Hey Pangeo community! I met some of you at Scipy 2022 and it was recommended to me to post my question here.
In short I’m looking for big environmental data sets to analyze. I’m finishing the third year of my postdoc in statistics at UT Austin and I’m working on (among other things) statistical data assimilation.
Working with my advisor, Matthias Katzfuss, we developed several scalable methods for filtering and smoothing big spatio-temporal data sets. Check out my google scholar profile for the references.
Unfortunately, I don’t know too many earth scientists and I often struggle to find data to apply our methods to (and illustrate our papers with a real-life use case). It would also be great to talk to some potential users, to find out what kinds of methods/features they need most.

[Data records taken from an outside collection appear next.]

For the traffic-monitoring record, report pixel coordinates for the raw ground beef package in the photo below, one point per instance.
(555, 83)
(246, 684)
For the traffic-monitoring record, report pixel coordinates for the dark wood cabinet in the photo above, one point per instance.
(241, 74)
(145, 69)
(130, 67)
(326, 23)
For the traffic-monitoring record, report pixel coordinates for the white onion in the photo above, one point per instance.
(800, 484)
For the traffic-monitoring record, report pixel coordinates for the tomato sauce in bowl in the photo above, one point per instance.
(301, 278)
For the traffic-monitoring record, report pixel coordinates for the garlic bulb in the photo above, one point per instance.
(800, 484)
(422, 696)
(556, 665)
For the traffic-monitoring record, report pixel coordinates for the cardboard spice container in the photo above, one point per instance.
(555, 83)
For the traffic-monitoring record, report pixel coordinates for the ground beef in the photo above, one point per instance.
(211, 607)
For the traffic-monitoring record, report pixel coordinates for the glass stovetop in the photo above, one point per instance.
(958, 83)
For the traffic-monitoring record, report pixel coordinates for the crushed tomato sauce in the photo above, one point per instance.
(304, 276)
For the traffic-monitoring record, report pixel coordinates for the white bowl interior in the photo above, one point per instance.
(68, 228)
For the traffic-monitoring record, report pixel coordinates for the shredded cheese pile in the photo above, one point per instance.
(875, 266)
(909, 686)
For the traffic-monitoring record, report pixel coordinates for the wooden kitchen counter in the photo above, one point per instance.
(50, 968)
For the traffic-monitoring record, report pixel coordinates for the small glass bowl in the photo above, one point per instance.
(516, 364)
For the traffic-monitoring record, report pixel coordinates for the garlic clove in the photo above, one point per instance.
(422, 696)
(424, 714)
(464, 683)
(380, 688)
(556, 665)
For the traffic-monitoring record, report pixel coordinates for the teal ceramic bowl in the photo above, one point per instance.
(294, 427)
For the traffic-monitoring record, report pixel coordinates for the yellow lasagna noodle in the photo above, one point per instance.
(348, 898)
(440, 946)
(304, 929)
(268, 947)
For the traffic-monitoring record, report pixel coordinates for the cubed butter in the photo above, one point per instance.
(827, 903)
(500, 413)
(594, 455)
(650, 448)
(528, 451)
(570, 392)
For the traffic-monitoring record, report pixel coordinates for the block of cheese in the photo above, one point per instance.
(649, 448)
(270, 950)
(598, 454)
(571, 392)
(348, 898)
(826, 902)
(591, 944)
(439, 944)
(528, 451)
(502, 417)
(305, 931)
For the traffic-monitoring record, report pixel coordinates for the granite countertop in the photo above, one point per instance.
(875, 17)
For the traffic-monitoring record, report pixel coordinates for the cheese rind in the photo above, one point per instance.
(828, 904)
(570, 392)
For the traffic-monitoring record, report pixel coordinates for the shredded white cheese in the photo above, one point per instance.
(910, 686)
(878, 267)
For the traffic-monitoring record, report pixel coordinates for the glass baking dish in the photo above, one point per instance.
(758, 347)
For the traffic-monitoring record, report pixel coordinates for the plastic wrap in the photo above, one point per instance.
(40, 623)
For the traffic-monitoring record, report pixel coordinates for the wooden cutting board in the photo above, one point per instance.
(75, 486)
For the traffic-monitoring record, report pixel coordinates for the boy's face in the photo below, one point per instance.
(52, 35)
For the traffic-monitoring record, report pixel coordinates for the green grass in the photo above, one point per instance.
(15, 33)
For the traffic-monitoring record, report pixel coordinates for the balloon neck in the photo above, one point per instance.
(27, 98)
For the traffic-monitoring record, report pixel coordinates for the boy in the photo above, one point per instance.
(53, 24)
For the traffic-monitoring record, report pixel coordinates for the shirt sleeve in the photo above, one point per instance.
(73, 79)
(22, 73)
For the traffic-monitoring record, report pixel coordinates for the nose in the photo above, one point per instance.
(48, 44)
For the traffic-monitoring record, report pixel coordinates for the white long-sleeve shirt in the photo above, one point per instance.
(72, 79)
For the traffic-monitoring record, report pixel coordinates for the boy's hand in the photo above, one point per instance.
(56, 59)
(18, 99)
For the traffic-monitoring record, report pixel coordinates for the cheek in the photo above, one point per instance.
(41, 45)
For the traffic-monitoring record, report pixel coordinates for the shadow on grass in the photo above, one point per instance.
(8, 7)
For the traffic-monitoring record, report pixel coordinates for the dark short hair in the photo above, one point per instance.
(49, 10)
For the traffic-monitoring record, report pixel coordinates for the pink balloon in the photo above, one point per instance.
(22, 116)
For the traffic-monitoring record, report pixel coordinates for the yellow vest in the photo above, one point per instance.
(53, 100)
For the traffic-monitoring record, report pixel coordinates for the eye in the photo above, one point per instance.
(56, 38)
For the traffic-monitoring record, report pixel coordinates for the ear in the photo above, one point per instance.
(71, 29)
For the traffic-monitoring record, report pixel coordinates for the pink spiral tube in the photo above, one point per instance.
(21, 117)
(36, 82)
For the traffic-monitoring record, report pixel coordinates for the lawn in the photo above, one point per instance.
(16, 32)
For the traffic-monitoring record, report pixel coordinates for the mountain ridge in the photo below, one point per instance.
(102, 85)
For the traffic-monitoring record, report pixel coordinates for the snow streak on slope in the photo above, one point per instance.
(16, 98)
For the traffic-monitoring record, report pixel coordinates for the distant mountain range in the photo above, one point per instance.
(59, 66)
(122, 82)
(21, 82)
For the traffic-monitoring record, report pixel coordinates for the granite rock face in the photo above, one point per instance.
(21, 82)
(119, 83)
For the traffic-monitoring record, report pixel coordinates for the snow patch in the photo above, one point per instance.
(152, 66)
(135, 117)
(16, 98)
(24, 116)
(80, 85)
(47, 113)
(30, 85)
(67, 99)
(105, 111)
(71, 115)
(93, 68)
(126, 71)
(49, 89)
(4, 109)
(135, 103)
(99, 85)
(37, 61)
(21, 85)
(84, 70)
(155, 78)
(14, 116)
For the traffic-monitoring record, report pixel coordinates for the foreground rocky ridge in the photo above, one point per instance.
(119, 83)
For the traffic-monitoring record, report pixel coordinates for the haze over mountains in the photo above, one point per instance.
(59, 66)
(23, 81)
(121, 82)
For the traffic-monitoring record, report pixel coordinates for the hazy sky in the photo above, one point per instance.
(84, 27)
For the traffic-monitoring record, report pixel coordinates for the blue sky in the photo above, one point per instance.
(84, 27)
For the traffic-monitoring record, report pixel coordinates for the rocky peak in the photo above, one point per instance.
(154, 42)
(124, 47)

So far, most of my work was in filtering or smoothing the data within the context of a state space model (not necessarily Gaussian or linear). But in these models one needs to know some physics to derive the evolution equation from. This is what we struggled with. We found a lot of model that were too complicated for us to use or, on the other end of the spectrum, ones which were exceedingly simple (close to a random walk). Ideally we would like something in between - moderately complicated but interesting.
Anyways, the tools we developed (based on Gaussian process approximations) can be applied to purely spatial problems to. If you think this is somethign we could collaborate on, let me know!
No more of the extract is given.